According to AIR, the model provides the most current and comprehensive view of earthquake risk as it incorporates the latest scientific research after the 2010–2011 Canterbury earthquake sequence, the 2016 Kaikoura earthquake, and earthquakes worldwide. It captures the effects from sub-perils, including ground shaking, liquefaction, landslide, tsunami, and fire following earthquakes.
The model is said to be the first to cover transocean basin tsunami risk from distant earthquakes, such as those off the western coast of South America. It features an expanded vulnerability module that includes support for additional risk types, such as large industrial facilities, infrastructure, marine cargo, and construction. This model is also said to be AIR’s first earthquake model to support land damage, because land is covered under residential policies in New Zealand.

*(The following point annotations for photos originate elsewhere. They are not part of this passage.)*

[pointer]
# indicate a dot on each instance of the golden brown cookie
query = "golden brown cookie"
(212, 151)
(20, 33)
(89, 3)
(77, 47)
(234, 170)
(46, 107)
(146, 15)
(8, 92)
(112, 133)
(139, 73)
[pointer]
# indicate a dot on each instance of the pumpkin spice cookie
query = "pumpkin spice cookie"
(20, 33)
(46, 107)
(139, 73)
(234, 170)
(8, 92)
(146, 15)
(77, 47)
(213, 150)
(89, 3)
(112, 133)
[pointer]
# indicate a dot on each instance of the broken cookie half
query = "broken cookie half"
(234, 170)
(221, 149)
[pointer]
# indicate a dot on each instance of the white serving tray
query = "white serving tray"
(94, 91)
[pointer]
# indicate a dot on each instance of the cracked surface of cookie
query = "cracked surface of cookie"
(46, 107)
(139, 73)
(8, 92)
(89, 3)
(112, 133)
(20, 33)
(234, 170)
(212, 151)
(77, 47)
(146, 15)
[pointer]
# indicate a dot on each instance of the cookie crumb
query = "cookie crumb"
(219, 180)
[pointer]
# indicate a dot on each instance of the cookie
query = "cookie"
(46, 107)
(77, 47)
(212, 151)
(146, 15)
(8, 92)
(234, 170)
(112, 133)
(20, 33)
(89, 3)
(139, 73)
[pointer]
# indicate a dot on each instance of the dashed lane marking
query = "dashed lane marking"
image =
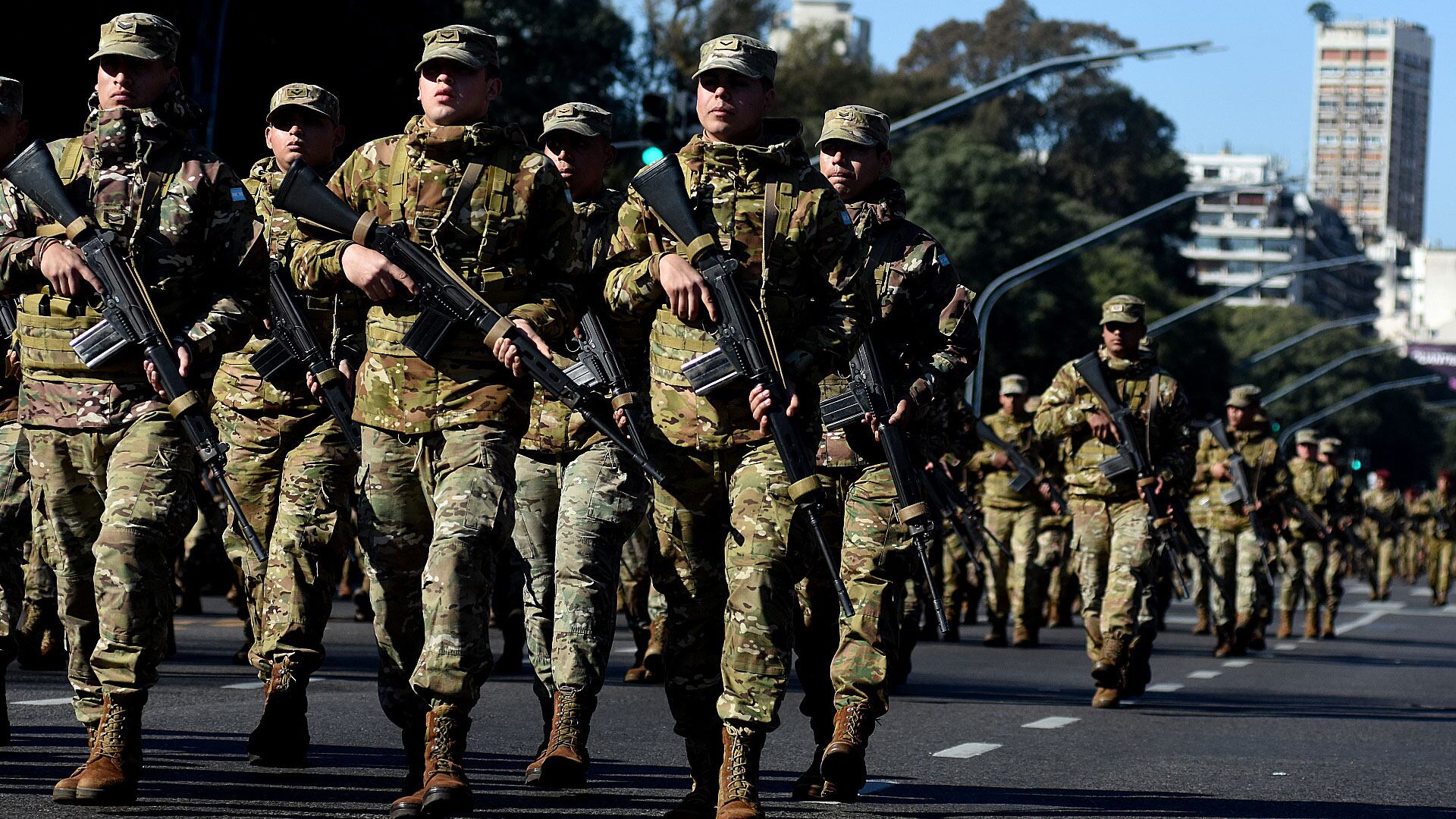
(967, 749)
(1052, 723)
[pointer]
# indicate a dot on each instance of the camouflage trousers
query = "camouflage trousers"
(1117, 566)
(728, 575)
(293, 474)
(435, 512)
(117, 503)
(15, 532)
(573, 513)
(1014, 583)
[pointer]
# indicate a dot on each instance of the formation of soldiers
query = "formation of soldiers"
(1098, 494)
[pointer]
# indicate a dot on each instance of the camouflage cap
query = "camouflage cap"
(12, 98)
(1125, 309)
(739, 53)
(1014, 385)
(303, 95)
(462, 44)
(579, 118)
(855, 124)
(145, 37)
(1245, 397)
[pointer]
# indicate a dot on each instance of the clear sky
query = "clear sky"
(1256, 95)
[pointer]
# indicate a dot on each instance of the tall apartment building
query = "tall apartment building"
(1370, 124)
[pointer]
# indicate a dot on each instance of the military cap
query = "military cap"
(12, 98)
(145, 37)
(303, 95)
(579, 118)
(1014, 385)
(855, 124)
(1244, 397)
(739, 53)
(462, 44)
(1125, 309)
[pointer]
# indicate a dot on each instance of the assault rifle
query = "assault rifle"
(743, 347)
(1242, 494)
(1168, 519)
(446, 302)
(293, 350)
(870, 394)
(130, 321)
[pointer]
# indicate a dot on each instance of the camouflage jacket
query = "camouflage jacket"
(996, 491)
(918, 289)
(511, 241)
(1266, 471)
(1168, 439)
(188, 226)
(554, 428)
(335, 319)
(816, 302)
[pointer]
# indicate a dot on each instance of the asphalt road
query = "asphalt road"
(1360, 726)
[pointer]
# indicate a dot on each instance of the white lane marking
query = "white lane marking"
(1052, 723)
(967, 749)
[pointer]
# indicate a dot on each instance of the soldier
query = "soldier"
(112, 464)
(293, 468)
(726, 512)
(927, 340)
(1110, 519)
(577, 494)
(1014, 586)
(440, 436)
(1235, 548)
(1386, 512)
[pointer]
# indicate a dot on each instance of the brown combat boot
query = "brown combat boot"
(1286, 624)
(739, 777)
(565, 761)
(705, 758)
(281, 738)
(64, 790)
(843, 763)
(447, 790)
(115, 761)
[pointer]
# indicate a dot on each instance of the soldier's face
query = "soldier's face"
(582, 161)
(127, 82)
(852, 168)
(296, 133)
(453, 93)
(731, 107)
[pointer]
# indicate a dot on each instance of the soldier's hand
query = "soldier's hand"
(67, 271)
(759, 403)
(510, 356)
(1103, 426)
(376, 276)
(688, 295)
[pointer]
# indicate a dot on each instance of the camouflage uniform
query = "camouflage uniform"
(1110, 521)
(111, 464)
(438, 439)
(724, 510)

The model was developed to meet the earthquake risk management needs of the insurance industry, AIR executive vice president and chief research officer Dr. Jayanta Guin said.
“[I]t accounts for unique risks and policy conditions specific to New Zealand,” he noted. “This includes the capability to use two seismicity models for the region.”
Guin detailed that one is a time-independent model (TID) with no memory of past rupture history; the other is a time-dependent (TD) model that considers historical or prehistorical ruptures of specific faults.
“New Zealand has a variety of faults and earthquake sources, which can produce different types of earthquakes,” AIR senior engineer and model manager Dr. Andrew O’Donnell explained. “These different earthquake types produce ground motion waves with different characteristics, so they often require their own unique ground motion models.”
Various aspects of the hazard component of the model have been peer-reviewed by local seismologists to ensure they are relevant to modelling ground motion attenuation in New Zealand and to confirm that the model agrees with the scientific consensus, he added.